Exemple d’asymétrie flagrante : l’université où les femmes ne représentent que 28% du corps professoral et 15% du personnel académique de haut niveau. Une des raisons est l’obligation de faire un post-doctorat à l’étranger. Malheureusement, beaucoup de femmes s’arrêtent à ce stade de leur ascenssion en raison de la difficulté à transférer leur famille à l’étranger et à amputer la carrière de leur conjoint. Alors que la société excuse volontiers les hommes qui déracinent leurs familles pour le bon développement de leur promotion, pour les épouses, la situation semble complètement opposée. Pour inverser cette réalité et encourager une vraie égalité des sexes dans le milieu académique, les femmes doivent d’abord changer leur approche et persévérer dans leur formation postdoctorale.
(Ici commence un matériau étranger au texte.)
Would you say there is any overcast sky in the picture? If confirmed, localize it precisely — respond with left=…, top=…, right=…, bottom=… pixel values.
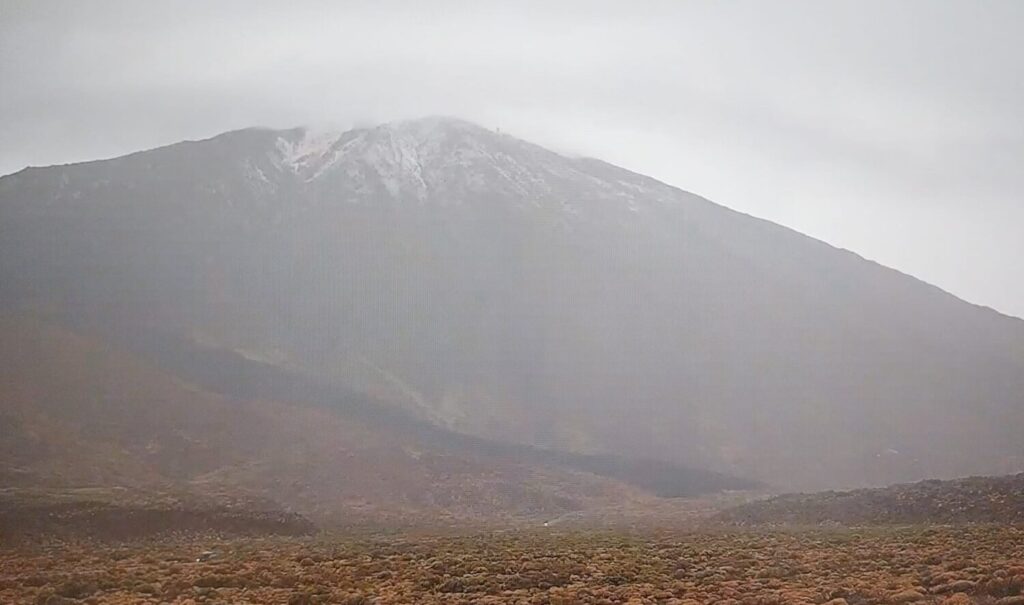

Autre bastion du pouvoir non partagé : la politique où la gente féminine reste encore largement minoritaire, que ce soit en tant que ministre, députée ou conseillère régionale.

Au niveau social aussi, les femmes se voient discriminées : elles sont près de 6,5% de plus que les hommes à percevoir une aide de l’Assurance nationale (Bituah Leumi). Elles s’avèrent de même 8 fois plus nombreuses que les pères à la tête de famille monoparentale. Enfin les femmes sont encore les principales victimes des violences familiales. Néanmoins, le nombre de plaintes à la police et de dossiers clos pour manque de preuve a baissé. La proportion de femmes soignées dans des centres sociaux aussi. Par contre, la quantité de dossiers de délits sexuels envers les femmes traitée par la justice a augmenté.

En conclusion, malgré les discours et les tentatives pour éradiquer l’inégalité des sexes en Israel, celle-ci persiste. Le chemin vers la parité parait un vœu pieux. L’écart entre les genres reste encore grand : 59%, notamment concernant le pouvoir, le marché du travail et les secteurs d’emploi. Pourtant, en une décennie, les disparités hommes/femmes ont globalement baissé de 4,4% pour la majorité des indicateurs, sauf concernant l’éducation, l’orientation professionnelle et la violence envers les femmes. A ce rythme, il faudrait attendre 80 ans pour combler l’écart ! Quant à résoudre la question des disparités salariales entre hommes et femmes, cela nécessite d’abord de reconnaître le problème et de promouvoir la transparence des données ensuite. L’égalité des genres nécessite donc une réflexion de fond qui engage l’ensemble de la société et de ses institutions.